Dolayımsızlık dışsal bir otoriteyi dışlar. Belirleyici yargılardan farklı olarak estetik yargılar anlama yetisinin otorite alanı dışındadır. Bu durum bize özgürleştirici bir haz verir, çünkü güzel özgürce, yasa ve kural tarafından belirlenmeden ortaya çıkar. Üstelik burada otoritenin yokluğu aynı zamanda toplumsal alandaki otoriteyi de kapsar. Nitekim Kant ne estetik yargıyı toplumun beğeni yargıları doğrultusunda verilen bir yargı olarak koyar ne ahlakı toplumsal norm, gelenek görenek ve benzerleri üzerinden tanımlar. Her ikisinin de deyim yerindeyse neşet ve etki ettiği locus öznenin yetileridir.

İkinci analoji olan ilgiden ari olmak estetik haz ya da hazettememe duygularının herhangi bir ilgiden/çıkardan kaynaklanmaması anlamına gelir. Her ne kadar ahlak en yüksek iyiyi hedeflese de ahlakın ortaya çıkmasında ilgi bir ön koşul değildir, olmamalıdır. Dolayısıyla hem ahlak hem estetik koşulsuzdur. Bu nedenle estetikte, ilgiden bağımsız olmak ahlakın da ilgiyi dışlamasıyla analojiktir.

İlgi ve çıkar sahibi olmamak insanı yücelten bir etki içerir ki bu da beraberinde saygıdeğerlik, saygınlık duygularını getirir. Nitekim kişi duygusunun nesnesiyle bir çıkar ilişkisi kurmadan bir duygu durumuna yükselmiştir ve bu duygu saygıyı çağırır. Hem Ahlak Metafiziğinin Temellendirilmesi (s. 16-19) hem Pratik Aklın Eleştirisi’nin (5:73-79) salık verdiği gibi saygı duygusu ise “ahlak yasasına saygı” olarak ahlakiliğin temel duygusudur.

Üçüncü analoji olan özgürlük estetik yargıda hayalgücünün özgürlüğüyle ahlakta iradenin özgürlüğünü bir arada ele alır. Beğeni yargılarının özgürlüğü ve iradenin özgürlüğü arasında kurulan bağ estetik yargıların özgür oyun vasıtasıyla verdiği hazzın ahlaki özgürlüğü yankılamasına ilişkindir. Elbette her iki özgürlük arasında fark vardır. Ancak estetik özgürlük, iradenin özgürlüğünü hatırlatır, ahlaki özgürlüğü destekler, tam da §59’un bize söylediği sembolik bir önem arz eder. Bu da doğrudan doğruya bir nedene dayanmayanı, koşulsuz olanı çağrıştırmakla alakalıdır.
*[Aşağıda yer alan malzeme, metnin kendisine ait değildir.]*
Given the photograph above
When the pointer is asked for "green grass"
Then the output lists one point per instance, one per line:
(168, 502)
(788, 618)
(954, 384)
Estetik yargılar özgür olduğu için duyguların ve davranışların nedensel ilişkisinin dışarıda bırakılabilme imkânını göstermesi açısından önemlidir. Özgürlük burada yalnızca üretici hayalgücünün özgürlüğünü göstermez, aynı zamanda dolayımsızlık ve ilgiden bağımsız olmakla birleşir. Bu bağlamda estetik yargılar arzular, eğilimler ve benzeri belirlenim teşkil edebilecek özelliklerimizin boyunduruğundan özgür olabileceğimizi, özgür bir doğamız olduğunu analojik olarak hatırlatır.

Paul Guyer’ın da söylediği gibi Kant “Yargı Gücünün Eleştirisi boyunca doğa alanı ile özgürlük alanı arasındaki uçurumun kapatılmasıyla ilgilenir ve bu çabanın biçimlerinden biri, özgürlük temelli ahlakın, akıl için olduğu kadar duygu için de erişilebilir olmasıdır. Estetik deneyim, ahlaki duygunun gelişmesine katkıda bulunabileceği için hayati hale gelir” (s. 225).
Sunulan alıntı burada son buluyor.